Martin Gascoigne has spent years sitting at kitchen tables with families who never asked for the job they now do around the clock.
As a brain injury case manager, his work is built around the client, the survivor of the injury, but he is quick to point out that the client is only ever half the story.
“When we are referred to a client, we always put in two people,” he explains, “one to support the client and one to support the family. It often amazes me how much informal care families provide.”
That support is practical as much as emotional.
Families get training, access to online care documents, and sight of the care plans themselves. Martin traces this back to legislation.
“It stems back to the 1995 Carers Act, which states that we ought to be looking out for the wellbeing of a carer, under the heading that a carer who is well supported provides a higher level of care.”
Because Neuro Case Management is CQC registered, everything comes with a protocol and documentation, giving families something to check their work against, and to point to later.
No such thing as twenty four hour care
“I always believe that my job could not be done without the family, without the informal carers,” Martin says.
He points to an argument that circulates within the industry, that there is really no such thing as genuine twenty four hour care, only degrees of who is covering the gaps.

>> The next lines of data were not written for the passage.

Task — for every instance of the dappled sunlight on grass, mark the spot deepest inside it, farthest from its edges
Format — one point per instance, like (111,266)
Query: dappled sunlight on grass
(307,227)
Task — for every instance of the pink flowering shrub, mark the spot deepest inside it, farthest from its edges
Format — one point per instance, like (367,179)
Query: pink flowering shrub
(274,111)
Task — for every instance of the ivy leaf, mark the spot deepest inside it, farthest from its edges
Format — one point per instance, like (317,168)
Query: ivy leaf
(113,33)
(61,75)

The commercial reality is stark.
Martin explains: “The last case we had, it was twenty four hour care. We’re looking at about £19,700 a week.” That covers only the paid workforce: carers, team leaders, waking and sleeping cover, alongside physiotherapists, occupational therapists, dietitians, and speech and language therapists.

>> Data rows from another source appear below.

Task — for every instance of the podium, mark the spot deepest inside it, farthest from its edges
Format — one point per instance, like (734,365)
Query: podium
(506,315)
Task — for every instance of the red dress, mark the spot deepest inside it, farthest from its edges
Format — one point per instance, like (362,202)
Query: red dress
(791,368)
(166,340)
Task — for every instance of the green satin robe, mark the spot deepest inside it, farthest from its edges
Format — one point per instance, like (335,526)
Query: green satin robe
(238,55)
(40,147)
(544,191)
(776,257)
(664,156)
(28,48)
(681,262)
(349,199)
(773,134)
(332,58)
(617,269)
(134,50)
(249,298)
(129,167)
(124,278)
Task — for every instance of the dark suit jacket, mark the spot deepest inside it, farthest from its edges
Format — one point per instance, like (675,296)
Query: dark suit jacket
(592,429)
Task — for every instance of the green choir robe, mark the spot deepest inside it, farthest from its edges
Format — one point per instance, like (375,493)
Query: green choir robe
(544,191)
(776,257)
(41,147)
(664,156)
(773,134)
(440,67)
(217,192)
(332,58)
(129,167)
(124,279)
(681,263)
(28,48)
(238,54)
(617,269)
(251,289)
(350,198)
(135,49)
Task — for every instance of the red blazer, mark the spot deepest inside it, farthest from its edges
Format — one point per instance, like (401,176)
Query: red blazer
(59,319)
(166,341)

Set against that apparatus, Martin insists the family’s contribution is not a lesser, informal add on.
“They are as important as the high ranking therapists who we pay a lot of money to do the case.”
Paid support has edges, because most families cannot afford total coverage. “Then who’s going to pick that up? Well, the answer is the family or the carer,” Martin adds.
That is why every new client gets a family support worker alongside their own, and why families are invited into multidisciplinary team meetings to feed back on what they see at home.
When a parent is the one who is injured
The conversation turns to what happens when it is a parent who has been injured.
Martin describes an initial focus on rebuilding the bridge between parent and child.
Many survivors, once through rehabilitation, reach a stage where they can begin to have a meaningful role with their children again.
“It means they can work on their own self worth and confidence, and the children can have some interaction with the parent and a little bit of quality time with them.”
It can take a year or more, and Martin has noticed a pattern that repeats regardless of a child’s age.
Martin says: “The first and foremost reaction of any child, doesn’t matter whether five, six, seven, eight, nine years of age, is to actually parent the parent.”
He describes a case near Leicester that has stayed with him: a nine year old girl whose mother had been badly injured in a road collision.
Martin explains: “You could see the role reversal, whereby the nine year old girl became the mum and the thirty seven year old female became the daughter.”
He calls it fantastic to watch, in the sense that it showed exactly where the work needed to go.
The mother, he adds, carried real guilt about it, aware her daughter was losing pieces of her own childhood.
Rebalancing that dynamic, so the child can be a child again and the parent can find their footing, is, in Martin’s words, always the work.
He has also noticed children seem to accelerate a parent’s rehabilitation.
Martin says: “The second you bring the children into the hospital, you generally see a really big and marked difference in the parents’ ability to learn new skills.”
Survivors visibly redouble their efforts once their children are in the room. “They are a very big influence on the rehab of the parent,” Martin explains.
The economics of goodwill
“Every single person in the UK that is entitled to Carer’s Allowance gets eighty six pounds a week,” Martin says.
That figure barely scratches the surface of what many families actually do.
Martin says: “The last serious brain injury client I had, they had thirty two tablets a day. Every single one has to be lined up in the bottles or blister packs, and managed to within an inch of their life. That alone can take three or four hours a day.”
Stack medication, meal preparation, and therapy together, and a family can be at fifteen hours a day between them, before anyone has made a bed, done the washing, or gone shopping.
“It’s absolutely disgraceful what they’re paid for the role that they do,” Martin adds.
He offers a sharper illustration. One client, a grandmother and granddaughter, needed a weekly hospital appointment for six months. The bus there and back cost around £16 for the two of them, and food and drink at the hospital added another twenty.
“That one trip to hospital was costing £36. That’s half a Carer’s Allowance.”
Nobody else is coming
Martin is candid about why families carry so much of this.
Paid care work is itself precarious, typically paid at minimum wage, with no formal qualification structure and high staff turnover.
Those workers still do the essential, unglamorous work of a household, changing beds, ironing, the shop, cooking, cleaning. But when a shift ends, someone has to be there for everything else, and that someone is almost always family.
It leaves Martin with a firm conviction about where this conversation belongs within his profession.
“The topic of informal carers, family support, is absolutely essential.
“It’s vital, and without them, I just think it would collapse.
“All families, all informal carers, have a very important role to play when they are looking after their loved one. We cannot lose sight of that.”